Article mis en ligne le 25 février 2022

(...) Si les tensions entre l’Ukraine et le pouvoir russe ne datent pas d’hier, il faut revenir à la fin de la guerre froide pour comprendre la situation actuelle entre les deux pays. L’effondrement du pouvoir soviétique, le dépeçage de l’URSS, l’humiliation face au géant étasunien, autant de couleuvres que la Russie a toujours du mal à avaler. La détente des années 1990 a certes donné lieu à un rapprochement entre les deux puissances, mais avant tout sur base d’une thérapie de choc orchestrée par le FMI (et donc des États-Unis) ayant conduit à une privatisation massive (entendez liquidation) de pans entiers de l’économie russe au profit d’oligarques et de puissances étrangères[1]. Élément fondamental également : la promesse faite à Gorbatchev par les États-Unis et l’Allemagne d’un non-élargissement de l’OTAN vers les frontières de la Russie.

Le réveil de l’impérialisme russe

Cette promesse sera rompue moins d’une décennie plus tard avec l’adhésion de la Hongrie, de la Pologne et de la République tchèque à l’alliance militaire. Par la suite, l’intention des États-Unis d’installer des boucliers antimissiles en Europe de l’Est ou encore le soutien des puissances occidentales à plusieurs révolutions dans d’anciennes républiques soviétiques (révolution des roses en Géorgie en 2003 et surtout révolution orange en Ukraine l’année suivante) vont exacerber la sensibilité russe (alors dirigée par Vladimir Poutine) et surtout lui fournir un prétexte pour s’ingérer à son tour dans les affaires internes de ses voisins.

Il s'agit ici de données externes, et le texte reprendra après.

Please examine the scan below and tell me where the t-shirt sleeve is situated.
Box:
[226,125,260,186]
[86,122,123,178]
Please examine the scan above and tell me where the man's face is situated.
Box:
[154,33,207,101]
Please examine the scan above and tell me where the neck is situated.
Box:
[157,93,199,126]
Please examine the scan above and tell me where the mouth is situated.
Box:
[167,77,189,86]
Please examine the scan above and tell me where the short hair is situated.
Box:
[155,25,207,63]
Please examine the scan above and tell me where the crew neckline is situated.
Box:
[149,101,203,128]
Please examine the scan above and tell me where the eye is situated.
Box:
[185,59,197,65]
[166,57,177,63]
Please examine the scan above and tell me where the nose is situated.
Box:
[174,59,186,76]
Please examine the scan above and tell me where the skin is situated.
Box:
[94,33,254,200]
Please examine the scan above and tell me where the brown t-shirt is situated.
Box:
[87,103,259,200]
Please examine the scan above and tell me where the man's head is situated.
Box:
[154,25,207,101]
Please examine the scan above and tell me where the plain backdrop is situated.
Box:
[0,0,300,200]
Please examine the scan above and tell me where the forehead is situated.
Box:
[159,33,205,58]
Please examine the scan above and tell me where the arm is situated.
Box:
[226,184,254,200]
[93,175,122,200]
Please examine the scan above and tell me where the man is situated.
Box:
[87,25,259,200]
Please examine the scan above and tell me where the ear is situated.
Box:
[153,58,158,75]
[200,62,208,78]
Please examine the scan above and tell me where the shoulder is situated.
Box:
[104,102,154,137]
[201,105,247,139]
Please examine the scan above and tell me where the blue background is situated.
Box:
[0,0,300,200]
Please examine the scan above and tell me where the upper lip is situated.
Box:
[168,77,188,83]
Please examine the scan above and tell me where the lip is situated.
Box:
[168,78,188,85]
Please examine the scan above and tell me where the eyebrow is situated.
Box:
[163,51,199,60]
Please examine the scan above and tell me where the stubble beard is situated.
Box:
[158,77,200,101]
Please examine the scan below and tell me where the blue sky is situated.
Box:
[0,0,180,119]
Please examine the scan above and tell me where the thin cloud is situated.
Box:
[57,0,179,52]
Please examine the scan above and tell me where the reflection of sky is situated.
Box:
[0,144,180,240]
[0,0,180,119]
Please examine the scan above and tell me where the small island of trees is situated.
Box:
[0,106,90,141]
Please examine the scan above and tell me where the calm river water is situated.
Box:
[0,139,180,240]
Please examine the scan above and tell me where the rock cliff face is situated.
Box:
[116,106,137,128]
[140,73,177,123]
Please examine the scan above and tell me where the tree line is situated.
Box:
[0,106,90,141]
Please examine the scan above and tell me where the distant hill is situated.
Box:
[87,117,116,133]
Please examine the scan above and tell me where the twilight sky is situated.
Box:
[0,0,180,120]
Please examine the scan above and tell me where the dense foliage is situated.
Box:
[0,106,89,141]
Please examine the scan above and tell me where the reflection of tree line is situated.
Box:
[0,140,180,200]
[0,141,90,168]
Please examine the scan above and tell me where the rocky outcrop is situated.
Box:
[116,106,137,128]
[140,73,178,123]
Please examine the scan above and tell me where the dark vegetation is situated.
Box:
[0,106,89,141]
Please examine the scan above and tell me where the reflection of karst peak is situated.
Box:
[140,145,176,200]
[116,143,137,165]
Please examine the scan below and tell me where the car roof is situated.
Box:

Le paroxysme de ces ingérences sera la reconnaissance de la sécession de deux régions séparatistes en Géorgie en 2008. Et bien sûr, en 2014, l’annexion de la Crimée (péninsule située au sud de l’Ukraine et point stratégique pour la Russie car lui favorisant l’accès à la mer Noire et donc au commerce maritime mondial) et le soutien (bien que non reconnu officiellement) aux séparatistes du Donbass, région frontalière entre les deux pays. La situation actuelle n’est donc que le dernier épisode d’un feuilleton de près de trente ans mettant en scène une lutte entre Russie et États-Unis pour l’élargissement de leur sphère d’influence respective. (...)

les différences idéologiques, fondamentales lors de la guerre froide, n’existent pour ainsi dire plus. Pire encore, le fait que la Russie ait rejoint avec entrain le capitalisme mondialisé et dérégulé l’entraîne dans les contradictions inhérentes à ce système, à savoir la nécessité de trouver de nouveaux débouchés et l’accès à de nouvelles ressources hors du territoire national. Or, cette expansion ne peut évidemment se faire qu’au détriment d’autres puissances empêtrées dans le même dilemme. Le géographe David Harvey résume la chose comme tel : « tous les territoires occupés par le capitalisme produiront des capitaux en excès et vont rechercher une solution spatiale. Il en résultera inévitablement des rivalités géopolitiques pour l’influence ou le contrôle d’autres territoires » (...)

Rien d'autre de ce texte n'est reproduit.